I had the opportunity last night to attend a dinner and talk in Montreal with Myles Zyblock, Chief Investment Strategist for Dynamic Funds and David Fingold, manager of several of my favourite Dynamic global funds. As an aside, the dinner was excellent; Europea was the restaurant; the service was top-notch, and the chef created many whimsical appetizers and dessert bites which were presented with great artistry and showmanship. In the informal presentation and discussions that followed, I gained some insights into their ideas about the global risks and opportunities facing investors today. My most important take-aways:
- The huge growth in China and other emerging markets from manufacturing and infrastructure spending is slowing and will continue to slow in coming years. Emerging markets debt poses a little-known risk for investors as some of the world’s fastest growing countries shift their economies towards greater domestic consumption as a share of GDP. When Japan and South Korea did this, the result was ten to fifteen years of declines and stagnation in their markets.

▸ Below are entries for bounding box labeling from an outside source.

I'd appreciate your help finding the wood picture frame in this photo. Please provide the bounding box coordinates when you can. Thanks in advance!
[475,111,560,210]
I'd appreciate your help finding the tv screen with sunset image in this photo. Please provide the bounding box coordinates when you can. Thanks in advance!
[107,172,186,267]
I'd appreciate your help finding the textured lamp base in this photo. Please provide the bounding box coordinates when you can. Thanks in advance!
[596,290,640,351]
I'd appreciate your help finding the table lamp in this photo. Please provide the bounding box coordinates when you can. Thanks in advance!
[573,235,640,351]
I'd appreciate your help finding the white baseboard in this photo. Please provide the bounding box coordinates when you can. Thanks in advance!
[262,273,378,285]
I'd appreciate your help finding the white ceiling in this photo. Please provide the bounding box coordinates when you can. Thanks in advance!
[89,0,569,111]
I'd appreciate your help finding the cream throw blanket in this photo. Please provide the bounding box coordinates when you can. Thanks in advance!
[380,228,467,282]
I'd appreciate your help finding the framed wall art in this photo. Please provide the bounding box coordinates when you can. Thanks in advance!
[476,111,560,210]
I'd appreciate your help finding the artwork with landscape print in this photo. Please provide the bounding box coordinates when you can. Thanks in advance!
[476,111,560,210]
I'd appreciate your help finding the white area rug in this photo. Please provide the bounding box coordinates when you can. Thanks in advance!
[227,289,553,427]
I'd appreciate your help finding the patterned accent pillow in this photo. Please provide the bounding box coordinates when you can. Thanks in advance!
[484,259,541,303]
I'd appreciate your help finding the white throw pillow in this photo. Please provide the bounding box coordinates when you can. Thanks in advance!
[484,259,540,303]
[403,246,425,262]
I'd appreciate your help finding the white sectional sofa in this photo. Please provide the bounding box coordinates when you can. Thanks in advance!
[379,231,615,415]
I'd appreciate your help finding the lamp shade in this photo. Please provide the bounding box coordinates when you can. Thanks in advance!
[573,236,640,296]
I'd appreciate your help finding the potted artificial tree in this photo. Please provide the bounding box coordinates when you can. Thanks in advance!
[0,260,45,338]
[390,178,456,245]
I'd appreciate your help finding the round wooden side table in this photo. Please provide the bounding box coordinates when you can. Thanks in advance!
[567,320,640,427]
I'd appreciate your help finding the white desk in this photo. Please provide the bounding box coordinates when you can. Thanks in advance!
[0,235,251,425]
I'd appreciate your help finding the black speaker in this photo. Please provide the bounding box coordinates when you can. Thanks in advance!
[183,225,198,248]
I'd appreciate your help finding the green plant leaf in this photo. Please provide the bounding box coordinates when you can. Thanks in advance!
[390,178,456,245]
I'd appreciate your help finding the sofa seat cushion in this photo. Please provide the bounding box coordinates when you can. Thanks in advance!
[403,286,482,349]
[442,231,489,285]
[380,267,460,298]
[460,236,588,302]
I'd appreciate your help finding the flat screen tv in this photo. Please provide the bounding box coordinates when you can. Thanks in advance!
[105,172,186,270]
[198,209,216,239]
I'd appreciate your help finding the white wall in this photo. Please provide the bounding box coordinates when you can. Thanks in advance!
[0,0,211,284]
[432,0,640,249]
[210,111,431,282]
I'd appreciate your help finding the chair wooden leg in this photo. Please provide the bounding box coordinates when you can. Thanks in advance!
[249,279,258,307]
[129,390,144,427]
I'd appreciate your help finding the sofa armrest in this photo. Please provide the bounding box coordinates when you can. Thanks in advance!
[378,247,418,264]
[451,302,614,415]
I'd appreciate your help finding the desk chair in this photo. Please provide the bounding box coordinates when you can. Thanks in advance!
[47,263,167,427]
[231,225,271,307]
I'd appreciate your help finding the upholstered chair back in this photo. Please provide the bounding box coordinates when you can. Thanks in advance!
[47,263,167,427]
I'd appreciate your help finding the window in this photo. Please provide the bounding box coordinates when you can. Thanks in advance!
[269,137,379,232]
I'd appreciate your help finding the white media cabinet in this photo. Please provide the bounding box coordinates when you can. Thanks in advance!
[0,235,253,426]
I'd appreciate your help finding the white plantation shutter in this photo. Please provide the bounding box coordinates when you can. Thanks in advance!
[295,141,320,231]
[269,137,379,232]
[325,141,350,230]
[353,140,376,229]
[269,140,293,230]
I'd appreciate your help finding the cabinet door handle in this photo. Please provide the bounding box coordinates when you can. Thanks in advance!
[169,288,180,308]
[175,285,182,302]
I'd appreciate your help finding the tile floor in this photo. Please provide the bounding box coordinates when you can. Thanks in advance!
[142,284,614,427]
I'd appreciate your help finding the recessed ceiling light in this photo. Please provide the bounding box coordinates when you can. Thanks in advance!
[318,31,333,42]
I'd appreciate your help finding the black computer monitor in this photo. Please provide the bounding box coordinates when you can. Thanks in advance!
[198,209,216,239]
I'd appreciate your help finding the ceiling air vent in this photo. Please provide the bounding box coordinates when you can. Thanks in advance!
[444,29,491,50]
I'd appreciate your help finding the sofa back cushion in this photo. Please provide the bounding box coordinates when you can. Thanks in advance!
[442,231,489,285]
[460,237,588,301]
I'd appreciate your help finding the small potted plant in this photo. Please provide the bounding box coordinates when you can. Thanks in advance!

- The assets that investors are buying today for safety have much greater risk than they think. These include bonds, high-quality high pay-out stocks with little growth, as well as many REITs, utilities and defensive stocks.
- The 20% of fund managers who have High ActiveShare ratings deliver better returns than their benchmarks (see my earlier blog on this subject) but the vast majority of investor assets are managed by the 50% of managers who are closet indexers, or the 30% of managers whose portfolios look somewhat like the index.
- Canada’s market performance is likely to be underwhelming for the next few years. Canada tends to outperform global markets when commodities are rising rapidly but it’s not likely that there will be another ten-fold jump in the price of oil and dramatic increases in gold and commodities anytime soon.
- The best opportunities for investors today are in U.S. industrials, select European banks and carefully selected Spanish, French, Italian and Greek companies. U.S. industrials will benefit from rising capital expenditures to replace equipment that is older than at any time in the last 60 years and from low natural gas prices as North America moves to energy self-sufficiency. European banks and stocks in the weakest Euro economies are priced for continued recession, and modest growth or even less-bad economic performance will produce dramatic gains in many of these stocks.
Disclaimer: It goes without saying (but I’ll say it anyway) that these ideas are not intended as advice on any specific investment or strategy. Investors should consult their financial professionals before making any investment decisions.